В том, как это могло произойти, была некоторая печаль, подумал Тай: разлюбить что-то, что сформировало тебя. Или даже люди, которые были? Но если ты не изменился хоть немного, где были проходы жизни? Разве обучение, изменение не означало иногда отказ от того, что когда-то считалось правдой?
Она улыбнулась. Она знала, что умирает. Но это уже не имело значения. Она знала что-то такое, чего никакие человеческие слова никогда не могли бы выразить, и теперь она знала это. Она ждала этого и чувствовала, как будто это было, как будто она пережила это. Жизнь была, хотя бы потому, что она знала, что она может быть, и она чувствовала ее теперь как беззвучный гимн, глубоко под тем маленьким целым, из которого красные капли капали на снег, глубже, чем то, откуда исходили красные капли. Мгновенье или вечность - не все ли равно? Жизнь, непобедимая, существовала и могла существовать. Она улыбнулась, ее последняя улыбка, так много, что было возможно.
Ну, у меня определенно была очень напряженная жизнь и воспитание, если не сказать больше. У меня была красивая молодая мама, которая любила меня так сильно, как только могла, но мне все равно приходилось сталкиваться со всеми формами жестокого обращения и лишениями.
К тому времени, когда обычная жизнь снова заявит о себе, я буду чувствовать, что уже прожил какое-то время в какой-то другой жизни, что я даже принял чью-то жизнь.
Как случилось, что теперь он мог видеть все так ясно. Что-то дало ему возможность жить настоящим. Ни разу за всю свою жизнь он не останавливался в тихом центре самого себя, а навсегда отбрасывал себя из какого-то темного прошлого, которого не мог вспомнить, в будущее, которого не было. Ни разу за свою жизнь он не присутствовал. Так что его жизнь прошла как сон. Могут ли люди скучать по своей жизни, как можно скучать по самолету?
Однажды влетел колибри-- Он порхал у окна, пока я не опустил его так, чтобы я мог дотянуться до него открытым зонтом-- --Когда он был у меня в руке, он был таким маленьким, что я не мог поверить, что он у меня есть -- но я мог чувствовать интенсивную жизнь -- такую ​​интенсивную и такую ​​маленькую -- ...Ты был для меня как колибри... И я скорее склонен считать, что мы с тобой знаем лучшие стороны друг друга не проводя много времени вместе -- -- Дело не в том, что я боюсь знать -- В этот момент я хочу позволить тебе быть тем, кем ты являешься для меня -- это прекрасно, чисто и очень живо.
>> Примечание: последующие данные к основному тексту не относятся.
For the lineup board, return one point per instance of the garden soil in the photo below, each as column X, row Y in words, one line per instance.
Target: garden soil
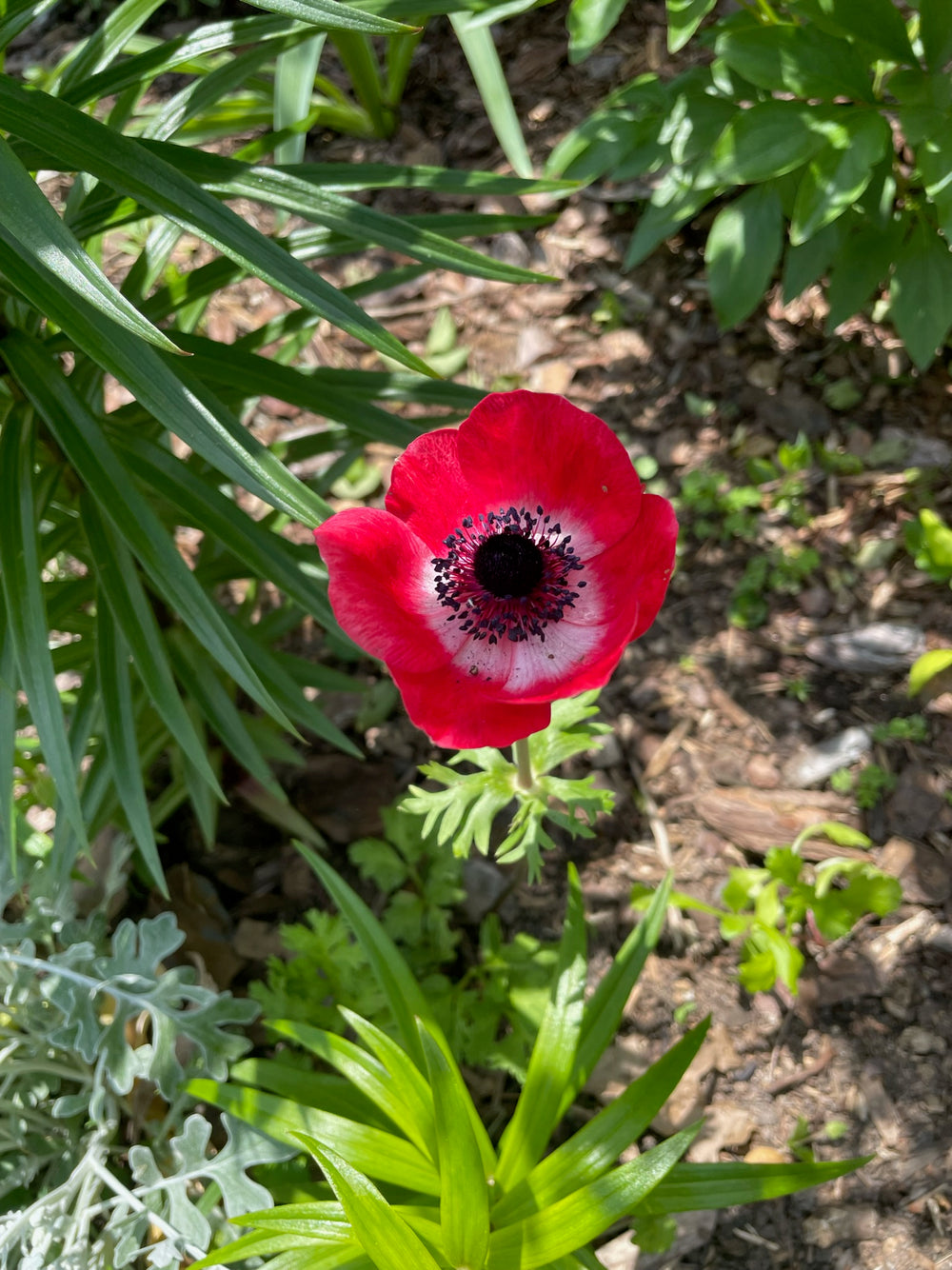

У меня не было времени ненавидеть, потому что могила мешала бы мне, И жизнь была не так богата, Я мог бы покончить с враждой И не было времени любить; для меня.
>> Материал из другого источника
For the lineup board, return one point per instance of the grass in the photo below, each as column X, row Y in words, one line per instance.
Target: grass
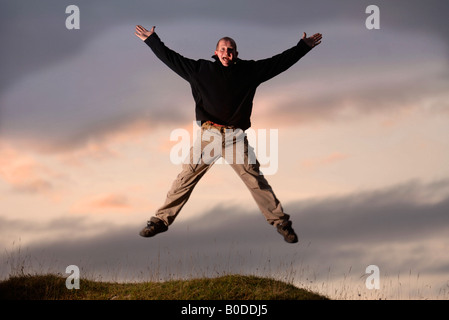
column 228, row 287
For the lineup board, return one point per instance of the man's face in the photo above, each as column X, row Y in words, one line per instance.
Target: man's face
column 225, row 52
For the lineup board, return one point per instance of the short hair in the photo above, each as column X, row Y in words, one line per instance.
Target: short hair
column 227, row 39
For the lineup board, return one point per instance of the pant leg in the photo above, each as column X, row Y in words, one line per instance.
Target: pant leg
column 263, row 194
column 192, row 171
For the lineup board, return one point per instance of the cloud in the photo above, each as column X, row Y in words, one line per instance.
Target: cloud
column 398, row 229
column 84, row 86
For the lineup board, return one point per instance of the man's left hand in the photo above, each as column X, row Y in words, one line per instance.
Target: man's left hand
column 312, row 41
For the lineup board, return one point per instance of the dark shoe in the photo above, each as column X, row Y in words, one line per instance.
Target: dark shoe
column 153, row 227
column 285, row 229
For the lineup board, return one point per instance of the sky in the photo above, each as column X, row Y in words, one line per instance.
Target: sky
column 361, row 152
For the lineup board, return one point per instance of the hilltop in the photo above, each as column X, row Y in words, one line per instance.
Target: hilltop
column 229, row 287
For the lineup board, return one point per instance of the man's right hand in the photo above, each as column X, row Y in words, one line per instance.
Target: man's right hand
column 143, row 33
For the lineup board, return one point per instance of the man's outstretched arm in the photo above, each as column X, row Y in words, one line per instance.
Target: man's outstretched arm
column 271, row 67
column 184, row 67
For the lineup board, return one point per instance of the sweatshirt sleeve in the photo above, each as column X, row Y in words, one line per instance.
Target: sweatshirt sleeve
column 268, row 68
column 184, row 67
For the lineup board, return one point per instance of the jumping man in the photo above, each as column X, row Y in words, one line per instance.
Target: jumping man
column 223, row 91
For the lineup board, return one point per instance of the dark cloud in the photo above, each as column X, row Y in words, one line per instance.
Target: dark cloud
column 79, row 105
column 396, row 228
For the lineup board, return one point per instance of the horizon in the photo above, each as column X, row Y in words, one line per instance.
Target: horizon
column 361, row 153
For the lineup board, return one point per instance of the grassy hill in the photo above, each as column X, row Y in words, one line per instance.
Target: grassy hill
column 229, row 287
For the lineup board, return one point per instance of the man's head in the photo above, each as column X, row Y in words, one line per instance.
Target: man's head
column 226, row 51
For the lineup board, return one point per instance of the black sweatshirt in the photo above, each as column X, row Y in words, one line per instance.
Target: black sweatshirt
column 224, row 95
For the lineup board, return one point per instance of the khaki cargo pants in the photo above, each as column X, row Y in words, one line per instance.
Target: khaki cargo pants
column 213, row 143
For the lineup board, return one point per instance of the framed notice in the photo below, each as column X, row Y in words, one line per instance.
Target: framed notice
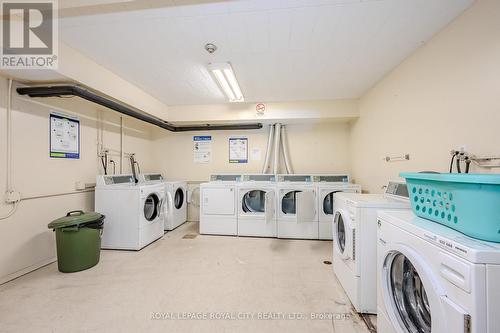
column 202, row 148
column 64, row 136
column 238, row 150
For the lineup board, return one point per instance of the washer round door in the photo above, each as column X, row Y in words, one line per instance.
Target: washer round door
column 179, row 198
column 152, row 207
column 289, row 203
column 254, row 202
column 328, row 203
column 412, row 297
column 343, row 234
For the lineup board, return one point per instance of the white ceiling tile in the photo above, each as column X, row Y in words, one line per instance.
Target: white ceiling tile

Я начал писать как поэт в закрытом, пост-ренессансном, клаустрофобном мире, где все еще были видны тени национального переворота и напряженные усилия — напряженные самосознательные усилия — создать литературное движение. Теперь мы как писатели жили более космополитичной, более открытой жизнью, в которой было больше путешествий и обменов.
На мгновение я задумался, насколько другой была бы моя жизнь, будь они моими родителями, но я отбросил эту мысль. Я знал, что мой отец сделал все, что мог, и я не сожалел о том, каким я оказался. Сожаления о путешествии, может быть, но не о пункте назначения. Потому что, как бы то ни было, я каким-то образом закончил тем, что ел креветок в грязной лачуге в центре города с девушкой, которую, как я уже знал, я никогда не забуду.
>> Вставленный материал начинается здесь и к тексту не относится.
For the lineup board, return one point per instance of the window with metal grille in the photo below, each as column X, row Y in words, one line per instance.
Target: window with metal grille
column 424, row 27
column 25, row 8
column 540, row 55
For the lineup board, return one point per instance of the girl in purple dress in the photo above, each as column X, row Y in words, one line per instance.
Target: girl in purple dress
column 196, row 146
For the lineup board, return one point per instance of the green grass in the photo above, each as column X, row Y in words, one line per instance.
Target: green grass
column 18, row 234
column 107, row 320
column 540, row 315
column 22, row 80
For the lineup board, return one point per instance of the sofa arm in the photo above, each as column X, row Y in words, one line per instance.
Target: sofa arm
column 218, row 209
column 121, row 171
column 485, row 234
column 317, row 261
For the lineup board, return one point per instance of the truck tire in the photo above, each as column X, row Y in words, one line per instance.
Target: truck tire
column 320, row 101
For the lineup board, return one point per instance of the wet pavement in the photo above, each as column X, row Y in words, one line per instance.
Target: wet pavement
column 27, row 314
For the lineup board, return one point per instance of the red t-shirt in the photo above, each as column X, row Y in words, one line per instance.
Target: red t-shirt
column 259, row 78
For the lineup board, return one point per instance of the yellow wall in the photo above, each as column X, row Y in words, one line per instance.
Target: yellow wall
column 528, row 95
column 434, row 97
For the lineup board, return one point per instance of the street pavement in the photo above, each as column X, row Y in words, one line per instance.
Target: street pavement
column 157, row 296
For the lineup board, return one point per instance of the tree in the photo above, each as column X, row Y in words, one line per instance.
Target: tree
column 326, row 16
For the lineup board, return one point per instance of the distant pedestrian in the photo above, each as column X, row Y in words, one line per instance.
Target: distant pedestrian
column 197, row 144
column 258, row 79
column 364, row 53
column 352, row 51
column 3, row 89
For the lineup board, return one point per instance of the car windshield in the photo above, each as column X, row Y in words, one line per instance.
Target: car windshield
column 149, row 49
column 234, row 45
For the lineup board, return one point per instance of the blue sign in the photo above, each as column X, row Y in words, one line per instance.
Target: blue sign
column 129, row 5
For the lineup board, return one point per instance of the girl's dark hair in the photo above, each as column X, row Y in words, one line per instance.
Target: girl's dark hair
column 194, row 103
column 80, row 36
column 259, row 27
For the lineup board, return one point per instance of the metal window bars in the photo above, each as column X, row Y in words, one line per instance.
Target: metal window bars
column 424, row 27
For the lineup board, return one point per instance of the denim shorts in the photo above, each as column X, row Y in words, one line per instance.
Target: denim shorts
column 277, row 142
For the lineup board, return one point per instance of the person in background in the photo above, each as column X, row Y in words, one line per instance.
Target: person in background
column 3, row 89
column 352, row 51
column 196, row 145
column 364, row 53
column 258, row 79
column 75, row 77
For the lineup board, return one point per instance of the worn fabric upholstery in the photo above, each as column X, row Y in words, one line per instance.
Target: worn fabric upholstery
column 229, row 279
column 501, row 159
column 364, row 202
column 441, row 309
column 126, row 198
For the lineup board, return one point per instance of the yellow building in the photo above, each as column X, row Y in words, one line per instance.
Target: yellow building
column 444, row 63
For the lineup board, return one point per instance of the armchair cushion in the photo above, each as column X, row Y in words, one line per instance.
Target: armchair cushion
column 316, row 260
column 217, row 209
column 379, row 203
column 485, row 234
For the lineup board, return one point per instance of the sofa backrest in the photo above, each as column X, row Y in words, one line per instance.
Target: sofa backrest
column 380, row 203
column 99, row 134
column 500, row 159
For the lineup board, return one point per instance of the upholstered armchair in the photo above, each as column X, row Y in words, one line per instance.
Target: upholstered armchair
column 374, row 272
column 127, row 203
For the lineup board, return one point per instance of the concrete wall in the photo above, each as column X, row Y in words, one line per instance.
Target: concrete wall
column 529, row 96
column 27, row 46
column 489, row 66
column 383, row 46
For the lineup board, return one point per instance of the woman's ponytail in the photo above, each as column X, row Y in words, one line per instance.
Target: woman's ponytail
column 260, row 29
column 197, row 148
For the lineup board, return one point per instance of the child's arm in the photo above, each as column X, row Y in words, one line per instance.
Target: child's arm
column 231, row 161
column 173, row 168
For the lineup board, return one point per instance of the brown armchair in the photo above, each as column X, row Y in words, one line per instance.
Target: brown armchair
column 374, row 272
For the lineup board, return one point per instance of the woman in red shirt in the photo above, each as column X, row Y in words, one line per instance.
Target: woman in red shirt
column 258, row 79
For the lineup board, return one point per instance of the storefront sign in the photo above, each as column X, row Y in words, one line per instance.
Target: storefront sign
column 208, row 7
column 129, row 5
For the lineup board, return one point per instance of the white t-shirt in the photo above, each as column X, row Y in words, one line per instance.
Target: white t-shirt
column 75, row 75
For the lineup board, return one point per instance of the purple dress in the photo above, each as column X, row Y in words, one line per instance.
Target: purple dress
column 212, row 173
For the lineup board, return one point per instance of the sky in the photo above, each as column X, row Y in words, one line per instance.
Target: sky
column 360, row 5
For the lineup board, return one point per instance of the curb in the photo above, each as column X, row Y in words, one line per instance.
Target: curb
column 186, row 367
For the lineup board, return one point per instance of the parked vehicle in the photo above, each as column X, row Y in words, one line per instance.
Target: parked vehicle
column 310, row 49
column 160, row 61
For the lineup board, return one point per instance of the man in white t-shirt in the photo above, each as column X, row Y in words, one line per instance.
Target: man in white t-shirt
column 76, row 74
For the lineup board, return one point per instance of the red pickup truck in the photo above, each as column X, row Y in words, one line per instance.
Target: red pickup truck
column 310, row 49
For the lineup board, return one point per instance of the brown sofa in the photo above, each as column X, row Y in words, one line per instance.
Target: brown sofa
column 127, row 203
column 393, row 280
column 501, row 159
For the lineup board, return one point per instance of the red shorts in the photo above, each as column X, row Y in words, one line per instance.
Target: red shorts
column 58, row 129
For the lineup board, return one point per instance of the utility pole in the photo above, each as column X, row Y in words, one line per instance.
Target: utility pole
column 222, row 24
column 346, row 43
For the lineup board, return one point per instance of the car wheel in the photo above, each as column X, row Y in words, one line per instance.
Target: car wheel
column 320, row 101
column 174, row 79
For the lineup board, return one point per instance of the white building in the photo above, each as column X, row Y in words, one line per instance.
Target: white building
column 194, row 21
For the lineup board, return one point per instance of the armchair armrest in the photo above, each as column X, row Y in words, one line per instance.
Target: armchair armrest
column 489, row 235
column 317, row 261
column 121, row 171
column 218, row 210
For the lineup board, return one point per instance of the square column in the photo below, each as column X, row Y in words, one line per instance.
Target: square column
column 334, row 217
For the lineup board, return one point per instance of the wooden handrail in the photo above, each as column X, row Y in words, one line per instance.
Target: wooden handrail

Любовь случилась. Она никогда бы не подумала, что это может произойти так быстро. Над любовью нужно работать, и она не сомневалась, что их отношения потребуют много тяжелой работы и самоотверженности. Но это просто случилось. Нет объяснения. Никаких катастрофических событий или потрясающих откровений, вызванных каким-то внешним событием. Это просто случилось.
Мой пик? Был бы у меня хоть один? У меня почти не было ничего, что можно было бы назвать жизнью. Несколько рябей, некоторые взлеты и падения. Но это все. Почти ничего. Ничто не рождается из ничего. Я любила и была любима, но мне нечего было показать. Это был необычайно простой, невыразительный пейзаж. Я чувствовал себя как в видеоигре. Суррогатный Пакман, слепо продирающийся сквозь лабиринт пунктирных линий. Единственной уверенностью была моя смерть.
Я думаю, что мы должны пройти через все, через что мы проходим в нашей жизни, и я считаю, что моя цель в жизни состояла в том, чтобы научить полагаться на свои силы. Так что у меня был опыт полагаться на себя очень рано в жизни, чтобы иметь это знание, потому что иначе я бы просто прочитал об этом. Сейчас я думаю об этом как о большом преимуществе, которое у меня было. Это определенно научило меня полагаться на себя в очень молодом возрасте. И это то, чему я учу с тех пор, как был маленьким мальчиком.
Несмотря на смерть, он чувствовал потребность в жизни и любви. Он чувствовал, что любовь спасла его от отчаяния и что эта любовь под угрозой отчаяния стала еще сильнее и чище. Одна тайна смерти, еще неразгаданная, едва прошла перед его глазами, как возникла другая тайна, как неразрешимая, побуждавшая его любить и жить.
Этот сайт использует файлы cookie, чтобы обеспечить вам максимальное удобство. Больше информации...
Понятно!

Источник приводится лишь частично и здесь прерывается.